Here are a few good things to know about scenario planning from an IT perspective:
- Baseline scenario planning: It is important to establish a scenario that could be the most likely outcome. Many people use the 50/50 rule, meaning you could see a 50 per cent probability the results come in above the predicted outcome and a 50 per cent probability the results come in below. Of course, every organisation may need to alter this mix to better reflect their own risk profile, and in fact, this is often the time when many will shift to more of a 60/40 or even a 70/30 type view.
- Upside scenario planning: This plan looks at a short-term impact and the potential for a surge in demand for an organisation’s products, services or solutions. In this scenario, if finance believes a positive outcome is likely, it may be important to consider resources that IT may need to meet potential future demand, such as expanding users’ seats or increasing licenses. As such, it would be prudent to secure certain resources and renew contracts with software, applications, hardware or cloud vendors. If these resources are deemed critical, you get favourable terms if you can commit to a higher volume or length.
- Downside scenario planning: This plan supports a decreased demand environment over a sustained period. This could also be the result of a cascading effect of one market impacting another. If this scenario plays out, finance will look to all areas of the organisation to optimise spend as quickly and aggressively as possible, but with a prioritisation on actions that will have the least operational and human impact. One area that I often see organisations make mistakes with cost saving is that they think optimisation is always about reducing spend in every category. I would urge businesses to look at the investments that will allow you to reduce more cost elsewhere and improve your people’s efficiency, ultimately helping the business through difficult times, but also coming out the other end more efficient and stronger.

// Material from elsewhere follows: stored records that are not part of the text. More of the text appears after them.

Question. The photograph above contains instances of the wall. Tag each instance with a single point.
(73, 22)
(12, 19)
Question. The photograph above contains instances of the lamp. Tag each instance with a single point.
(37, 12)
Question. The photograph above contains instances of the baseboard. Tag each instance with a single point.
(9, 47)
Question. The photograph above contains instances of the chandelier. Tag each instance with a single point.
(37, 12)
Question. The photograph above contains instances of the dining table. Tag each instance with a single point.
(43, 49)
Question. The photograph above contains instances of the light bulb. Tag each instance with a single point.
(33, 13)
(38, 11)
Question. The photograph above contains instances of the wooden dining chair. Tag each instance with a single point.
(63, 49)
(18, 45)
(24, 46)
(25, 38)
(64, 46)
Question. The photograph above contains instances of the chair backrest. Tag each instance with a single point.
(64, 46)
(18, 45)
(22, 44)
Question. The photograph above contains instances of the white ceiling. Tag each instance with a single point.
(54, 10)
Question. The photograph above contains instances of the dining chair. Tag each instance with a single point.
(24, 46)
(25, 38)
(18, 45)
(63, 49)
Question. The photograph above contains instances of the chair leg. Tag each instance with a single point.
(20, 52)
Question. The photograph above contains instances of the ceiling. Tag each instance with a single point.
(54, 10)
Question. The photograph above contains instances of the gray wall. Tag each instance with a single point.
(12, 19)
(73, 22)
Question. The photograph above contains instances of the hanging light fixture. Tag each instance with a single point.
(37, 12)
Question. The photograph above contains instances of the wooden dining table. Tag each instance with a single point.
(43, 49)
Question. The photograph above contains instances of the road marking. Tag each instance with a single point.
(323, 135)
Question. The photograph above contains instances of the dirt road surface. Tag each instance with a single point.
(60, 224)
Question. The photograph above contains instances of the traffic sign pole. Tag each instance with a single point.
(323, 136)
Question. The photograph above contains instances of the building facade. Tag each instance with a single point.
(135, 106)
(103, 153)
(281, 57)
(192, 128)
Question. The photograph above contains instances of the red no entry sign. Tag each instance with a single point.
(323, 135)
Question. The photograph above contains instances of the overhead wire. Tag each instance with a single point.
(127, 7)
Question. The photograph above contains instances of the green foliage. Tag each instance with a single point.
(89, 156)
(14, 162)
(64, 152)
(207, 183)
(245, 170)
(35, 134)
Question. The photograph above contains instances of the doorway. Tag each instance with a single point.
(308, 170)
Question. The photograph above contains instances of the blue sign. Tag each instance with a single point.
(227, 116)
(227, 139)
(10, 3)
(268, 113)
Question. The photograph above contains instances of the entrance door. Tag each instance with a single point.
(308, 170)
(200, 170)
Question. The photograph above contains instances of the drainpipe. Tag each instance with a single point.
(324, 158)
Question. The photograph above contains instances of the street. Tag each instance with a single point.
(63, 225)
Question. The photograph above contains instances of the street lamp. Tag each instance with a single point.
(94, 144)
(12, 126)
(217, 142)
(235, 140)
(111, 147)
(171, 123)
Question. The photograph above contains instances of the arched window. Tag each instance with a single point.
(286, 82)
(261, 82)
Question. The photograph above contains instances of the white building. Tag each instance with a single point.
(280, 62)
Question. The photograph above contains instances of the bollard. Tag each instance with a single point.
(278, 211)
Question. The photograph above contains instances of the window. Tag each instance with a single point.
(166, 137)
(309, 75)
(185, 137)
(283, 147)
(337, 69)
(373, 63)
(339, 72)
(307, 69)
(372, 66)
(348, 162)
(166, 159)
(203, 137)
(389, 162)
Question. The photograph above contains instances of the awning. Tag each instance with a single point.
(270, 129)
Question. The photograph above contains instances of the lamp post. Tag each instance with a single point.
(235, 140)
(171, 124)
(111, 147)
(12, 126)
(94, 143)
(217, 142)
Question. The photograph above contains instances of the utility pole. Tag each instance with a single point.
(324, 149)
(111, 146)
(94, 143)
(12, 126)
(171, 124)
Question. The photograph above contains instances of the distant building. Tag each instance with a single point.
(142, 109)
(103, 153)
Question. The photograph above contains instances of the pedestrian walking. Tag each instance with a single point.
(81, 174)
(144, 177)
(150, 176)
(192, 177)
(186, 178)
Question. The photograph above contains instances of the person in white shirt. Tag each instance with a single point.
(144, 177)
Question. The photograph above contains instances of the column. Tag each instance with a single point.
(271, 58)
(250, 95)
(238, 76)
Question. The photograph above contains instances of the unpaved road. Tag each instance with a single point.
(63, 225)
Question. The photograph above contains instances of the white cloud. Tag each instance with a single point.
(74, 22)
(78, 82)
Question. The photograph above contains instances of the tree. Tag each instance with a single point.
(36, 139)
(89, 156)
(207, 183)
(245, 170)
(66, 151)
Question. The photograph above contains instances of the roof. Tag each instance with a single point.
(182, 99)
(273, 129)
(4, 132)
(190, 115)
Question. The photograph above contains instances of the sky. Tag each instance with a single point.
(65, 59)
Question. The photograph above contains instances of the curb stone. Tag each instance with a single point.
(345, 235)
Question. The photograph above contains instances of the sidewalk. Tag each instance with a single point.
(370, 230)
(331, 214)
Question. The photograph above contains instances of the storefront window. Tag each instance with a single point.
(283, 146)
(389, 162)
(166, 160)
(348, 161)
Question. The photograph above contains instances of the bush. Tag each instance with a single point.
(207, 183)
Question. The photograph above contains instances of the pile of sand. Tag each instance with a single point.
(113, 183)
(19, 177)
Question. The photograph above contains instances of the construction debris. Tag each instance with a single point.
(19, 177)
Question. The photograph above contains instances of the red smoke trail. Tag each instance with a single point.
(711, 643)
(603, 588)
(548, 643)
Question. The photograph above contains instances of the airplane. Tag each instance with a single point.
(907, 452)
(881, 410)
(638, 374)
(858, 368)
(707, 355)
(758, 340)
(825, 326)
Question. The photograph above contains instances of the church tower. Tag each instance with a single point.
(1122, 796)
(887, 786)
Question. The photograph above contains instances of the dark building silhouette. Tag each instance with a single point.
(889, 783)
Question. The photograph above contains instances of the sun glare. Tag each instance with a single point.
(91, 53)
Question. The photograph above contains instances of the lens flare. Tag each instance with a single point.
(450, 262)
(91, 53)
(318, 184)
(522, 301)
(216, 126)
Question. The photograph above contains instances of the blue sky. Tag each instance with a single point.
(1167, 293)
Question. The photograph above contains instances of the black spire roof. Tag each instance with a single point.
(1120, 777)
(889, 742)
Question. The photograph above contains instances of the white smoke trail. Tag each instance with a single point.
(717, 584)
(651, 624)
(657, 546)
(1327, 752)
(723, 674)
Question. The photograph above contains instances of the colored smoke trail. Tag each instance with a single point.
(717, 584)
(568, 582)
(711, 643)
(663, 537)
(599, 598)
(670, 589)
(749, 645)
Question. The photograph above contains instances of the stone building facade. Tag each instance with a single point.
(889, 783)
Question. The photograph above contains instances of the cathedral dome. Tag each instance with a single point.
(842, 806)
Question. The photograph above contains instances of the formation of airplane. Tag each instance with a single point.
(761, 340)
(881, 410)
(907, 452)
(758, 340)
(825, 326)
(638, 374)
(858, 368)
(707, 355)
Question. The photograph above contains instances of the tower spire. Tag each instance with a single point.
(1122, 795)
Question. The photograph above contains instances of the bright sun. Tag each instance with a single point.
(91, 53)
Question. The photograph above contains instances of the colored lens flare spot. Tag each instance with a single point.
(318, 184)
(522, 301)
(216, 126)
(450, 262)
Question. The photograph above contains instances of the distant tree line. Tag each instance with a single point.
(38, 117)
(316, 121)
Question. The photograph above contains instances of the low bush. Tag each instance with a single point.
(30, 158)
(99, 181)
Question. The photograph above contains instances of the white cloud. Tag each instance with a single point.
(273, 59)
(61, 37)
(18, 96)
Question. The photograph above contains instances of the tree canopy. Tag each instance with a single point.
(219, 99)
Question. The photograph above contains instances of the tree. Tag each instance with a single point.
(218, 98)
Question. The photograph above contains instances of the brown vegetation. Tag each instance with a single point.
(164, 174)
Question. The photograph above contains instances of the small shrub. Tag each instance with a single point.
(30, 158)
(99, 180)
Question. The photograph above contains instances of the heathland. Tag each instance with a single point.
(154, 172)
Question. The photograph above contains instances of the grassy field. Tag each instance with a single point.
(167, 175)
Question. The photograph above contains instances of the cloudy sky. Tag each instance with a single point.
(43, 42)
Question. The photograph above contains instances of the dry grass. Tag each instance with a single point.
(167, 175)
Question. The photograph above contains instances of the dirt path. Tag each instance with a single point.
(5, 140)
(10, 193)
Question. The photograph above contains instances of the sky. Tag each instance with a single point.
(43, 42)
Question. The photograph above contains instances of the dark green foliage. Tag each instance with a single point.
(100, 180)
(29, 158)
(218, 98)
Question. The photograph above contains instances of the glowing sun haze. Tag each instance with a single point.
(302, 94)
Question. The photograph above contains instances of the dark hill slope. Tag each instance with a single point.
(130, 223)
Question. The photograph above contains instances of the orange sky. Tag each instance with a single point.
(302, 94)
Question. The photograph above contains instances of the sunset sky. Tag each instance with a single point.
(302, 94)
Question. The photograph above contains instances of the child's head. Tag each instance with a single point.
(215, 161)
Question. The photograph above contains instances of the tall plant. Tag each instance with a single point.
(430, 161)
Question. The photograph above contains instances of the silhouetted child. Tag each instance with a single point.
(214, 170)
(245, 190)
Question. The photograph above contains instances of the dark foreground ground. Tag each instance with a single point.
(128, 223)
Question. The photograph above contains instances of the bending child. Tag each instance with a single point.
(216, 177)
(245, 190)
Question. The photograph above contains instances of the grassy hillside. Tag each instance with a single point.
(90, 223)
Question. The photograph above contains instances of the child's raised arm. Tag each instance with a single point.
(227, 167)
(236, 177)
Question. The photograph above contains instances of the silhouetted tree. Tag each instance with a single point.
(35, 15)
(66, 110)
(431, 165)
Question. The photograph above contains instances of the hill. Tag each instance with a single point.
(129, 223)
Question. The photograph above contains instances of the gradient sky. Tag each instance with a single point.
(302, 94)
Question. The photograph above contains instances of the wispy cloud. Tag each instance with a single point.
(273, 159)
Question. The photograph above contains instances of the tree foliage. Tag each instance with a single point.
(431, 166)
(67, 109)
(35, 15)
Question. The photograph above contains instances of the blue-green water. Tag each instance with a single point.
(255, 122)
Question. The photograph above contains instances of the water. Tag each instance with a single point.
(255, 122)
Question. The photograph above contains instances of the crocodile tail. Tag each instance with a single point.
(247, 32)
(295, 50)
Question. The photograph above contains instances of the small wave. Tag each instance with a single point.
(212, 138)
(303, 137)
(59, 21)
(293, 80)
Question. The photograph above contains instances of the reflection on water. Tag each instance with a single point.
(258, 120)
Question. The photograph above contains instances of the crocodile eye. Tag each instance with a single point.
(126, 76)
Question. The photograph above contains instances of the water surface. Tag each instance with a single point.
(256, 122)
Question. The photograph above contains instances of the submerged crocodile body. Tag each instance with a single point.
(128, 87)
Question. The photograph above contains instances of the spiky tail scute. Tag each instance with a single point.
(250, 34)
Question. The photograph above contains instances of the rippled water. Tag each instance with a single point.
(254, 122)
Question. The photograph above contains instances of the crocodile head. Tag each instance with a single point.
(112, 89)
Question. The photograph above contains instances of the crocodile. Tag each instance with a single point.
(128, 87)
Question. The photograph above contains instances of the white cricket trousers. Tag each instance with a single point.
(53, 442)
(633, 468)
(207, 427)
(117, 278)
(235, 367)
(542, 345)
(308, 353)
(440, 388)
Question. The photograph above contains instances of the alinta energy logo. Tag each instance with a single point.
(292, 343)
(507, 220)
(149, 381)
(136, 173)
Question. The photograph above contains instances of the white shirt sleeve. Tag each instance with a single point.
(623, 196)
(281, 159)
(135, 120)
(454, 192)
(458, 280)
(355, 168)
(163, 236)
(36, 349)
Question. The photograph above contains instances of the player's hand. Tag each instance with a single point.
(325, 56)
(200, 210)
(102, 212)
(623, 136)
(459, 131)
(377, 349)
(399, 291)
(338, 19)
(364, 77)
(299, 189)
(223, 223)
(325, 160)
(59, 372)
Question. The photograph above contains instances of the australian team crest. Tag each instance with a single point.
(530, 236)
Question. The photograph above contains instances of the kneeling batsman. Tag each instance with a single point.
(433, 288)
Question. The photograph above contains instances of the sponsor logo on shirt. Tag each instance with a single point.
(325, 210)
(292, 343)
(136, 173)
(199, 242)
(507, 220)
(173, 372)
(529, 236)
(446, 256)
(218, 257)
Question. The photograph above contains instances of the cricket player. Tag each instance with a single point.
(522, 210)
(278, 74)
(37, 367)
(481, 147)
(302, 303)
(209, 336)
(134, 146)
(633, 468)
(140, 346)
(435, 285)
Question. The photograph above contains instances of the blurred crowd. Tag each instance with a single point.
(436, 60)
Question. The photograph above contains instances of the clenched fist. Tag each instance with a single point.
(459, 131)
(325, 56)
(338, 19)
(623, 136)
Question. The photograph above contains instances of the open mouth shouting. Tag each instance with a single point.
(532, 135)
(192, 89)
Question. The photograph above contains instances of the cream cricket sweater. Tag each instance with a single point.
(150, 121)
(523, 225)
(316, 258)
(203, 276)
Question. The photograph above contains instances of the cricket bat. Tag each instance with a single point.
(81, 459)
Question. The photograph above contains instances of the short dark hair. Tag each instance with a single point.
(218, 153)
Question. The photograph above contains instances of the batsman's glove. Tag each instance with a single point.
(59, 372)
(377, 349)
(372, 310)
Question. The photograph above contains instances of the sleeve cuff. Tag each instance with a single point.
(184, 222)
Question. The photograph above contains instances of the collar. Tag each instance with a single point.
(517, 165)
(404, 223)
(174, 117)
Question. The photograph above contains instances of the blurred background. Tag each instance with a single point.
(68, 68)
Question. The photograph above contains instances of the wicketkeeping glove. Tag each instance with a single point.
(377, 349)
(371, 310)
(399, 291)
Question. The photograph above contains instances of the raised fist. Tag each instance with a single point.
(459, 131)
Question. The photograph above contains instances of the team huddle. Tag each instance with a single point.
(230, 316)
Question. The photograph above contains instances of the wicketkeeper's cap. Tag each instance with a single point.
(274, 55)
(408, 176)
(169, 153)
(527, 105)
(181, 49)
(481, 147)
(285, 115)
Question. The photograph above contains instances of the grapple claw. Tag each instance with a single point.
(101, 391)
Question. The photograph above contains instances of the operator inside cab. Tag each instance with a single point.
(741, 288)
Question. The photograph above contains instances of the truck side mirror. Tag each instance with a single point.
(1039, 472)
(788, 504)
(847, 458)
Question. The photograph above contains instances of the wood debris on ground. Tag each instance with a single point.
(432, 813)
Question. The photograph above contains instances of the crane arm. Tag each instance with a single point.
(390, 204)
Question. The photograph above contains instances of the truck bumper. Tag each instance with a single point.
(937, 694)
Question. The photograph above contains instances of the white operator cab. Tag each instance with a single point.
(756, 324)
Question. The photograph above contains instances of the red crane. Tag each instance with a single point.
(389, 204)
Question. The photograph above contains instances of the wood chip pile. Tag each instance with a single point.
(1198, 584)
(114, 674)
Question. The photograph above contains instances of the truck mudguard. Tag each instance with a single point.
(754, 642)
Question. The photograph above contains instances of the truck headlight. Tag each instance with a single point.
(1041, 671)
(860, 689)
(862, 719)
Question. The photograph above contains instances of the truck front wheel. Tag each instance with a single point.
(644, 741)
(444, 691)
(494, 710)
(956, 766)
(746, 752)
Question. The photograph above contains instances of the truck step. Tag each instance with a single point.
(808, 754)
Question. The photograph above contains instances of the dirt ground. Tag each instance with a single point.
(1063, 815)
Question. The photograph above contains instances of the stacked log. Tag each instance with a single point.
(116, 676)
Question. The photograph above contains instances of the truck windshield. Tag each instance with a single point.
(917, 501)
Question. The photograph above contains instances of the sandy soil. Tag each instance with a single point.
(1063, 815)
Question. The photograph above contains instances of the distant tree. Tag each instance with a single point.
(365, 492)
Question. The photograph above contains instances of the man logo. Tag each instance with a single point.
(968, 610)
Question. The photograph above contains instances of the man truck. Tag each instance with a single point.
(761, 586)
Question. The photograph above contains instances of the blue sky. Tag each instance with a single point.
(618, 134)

Ultimately, scenario planning is only as good as the data. Anything the IT team can do to provide actionable, fact-based insights will result in better decision making for the business.
Maintain focus on people and customers
Despite the current uncertainties facing the market, many organisations are trying their utmost to ensure the safeguarding of employees and avoid cutting staff. Building a strong business requires clear visibility into key metrics on performance, with the right financial protection and governance in place. Every function has a key role to play here, but IT is critical to ensuring employees have the right business solutions and the right data, provisioned as efficiently as possible.
Efficiency is not always about finding ways to cut costs. If new tools are required in a cost savings environment, outline the ways in which it will offer return on investment through expanding capabilities or improving productivity. For example, new technologies could ultimately be used to free up employees and reduce time intensive manual tasks. In turn, employees will be able to refocus their efforts on more strategic initiatives, which certainly makes the case more compelling for finance teams.
While cost optimisation efforts may be a key consideration across the business, it is also of great importance that organisations make sure never to forget about their customers, their partners as well as the wider community. IT should prioritise investing in resources for customer service or support teams when evaluating technology requests.
Change is the only constant. Navigating change effectively requires cross-functional collaboration, a pragmatic approach and agility – all supported by powerful and shared data insights. A strong partnership between IT teams and finance teams will put departments in a better position to help their organisations adapt quickly and securely, when faced with whatever new challenges arise.